Most mothers in Japan are stay-at-home mommies and they make their babies' food. First of all, it just seems to be more the traditional thing to do here, and also, if you read the labels on the commercial stuff, you'd know why they do it themselves. Not only is it prohibitively expensive, but it's also full of salt and sugar, neither of which I want to put in my little bundle's mouth. There's not a lot of choice here, either, and the stuff you can buy in the store mostly comes as mixtures (such as potatoes and carrots together). But if you're watching for food allergies, especially as you start feeding your baby solids, you want to wait at least a few days in between introducing new foods. I try to do it one at a time, so I make my own, too. You know what you're putting in your child's little tummy and you save money as well.
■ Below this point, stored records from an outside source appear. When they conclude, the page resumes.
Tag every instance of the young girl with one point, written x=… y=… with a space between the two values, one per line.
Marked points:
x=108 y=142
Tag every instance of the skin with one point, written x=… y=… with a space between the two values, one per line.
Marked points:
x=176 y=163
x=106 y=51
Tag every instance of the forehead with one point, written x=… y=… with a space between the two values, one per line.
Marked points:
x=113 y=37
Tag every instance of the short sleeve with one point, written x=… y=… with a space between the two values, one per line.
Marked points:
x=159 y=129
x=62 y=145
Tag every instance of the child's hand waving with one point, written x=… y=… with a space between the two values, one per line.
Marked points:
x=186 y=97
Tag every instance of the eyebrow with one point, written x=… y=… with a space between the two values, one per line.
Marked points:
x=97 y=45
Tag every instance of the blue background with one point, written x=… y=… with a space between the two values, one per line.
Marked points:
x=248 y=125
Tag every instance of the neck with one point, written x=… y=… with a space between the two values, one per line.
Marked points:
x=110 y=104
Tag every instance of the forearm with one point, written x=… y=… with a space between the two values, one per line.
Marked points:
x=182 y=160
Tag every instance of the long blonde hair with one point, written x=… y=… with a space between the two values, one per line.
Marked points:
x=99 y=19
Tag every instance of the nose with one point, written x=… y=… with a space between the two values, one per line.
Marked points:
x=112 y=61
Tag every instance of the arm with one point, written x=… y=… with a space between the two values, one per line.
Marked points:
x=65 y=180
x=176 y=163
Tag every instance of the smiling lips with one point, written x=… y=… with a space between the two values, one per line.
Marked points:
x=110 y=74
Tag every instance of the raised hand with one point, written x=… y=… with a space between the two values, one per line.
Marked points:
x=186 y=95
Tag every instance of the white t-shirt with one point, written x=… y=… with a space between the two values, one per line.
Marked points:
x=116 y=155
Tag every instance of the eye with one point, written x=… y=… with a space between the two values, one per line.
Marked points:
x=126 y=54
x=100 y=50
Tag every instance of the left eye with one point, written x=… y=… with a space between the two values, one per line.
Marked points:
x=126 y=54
It's not hard work but it does take planning, energy, and time, and if I was working outside the home I'd probably throw in the towel. It's not rocket science, though - anybody could figure it out, and maybe I'm posting this just for posterity's sake. (Joel, if you're reading this in the future, know that you do like spinach. In fact, you guzzle everything I give you! Mama's amazed! The only thing you don't like is if I don't feed you quickly enough.)
This is the first of a series I'm starting, and each post I'll introduce one or two foods to you that I'm feeding to my little sweetpea. Bon bebe appetit! (I'm just guessing at the French here and hoping I'm not saying something wacky like go out and eat a good baby.)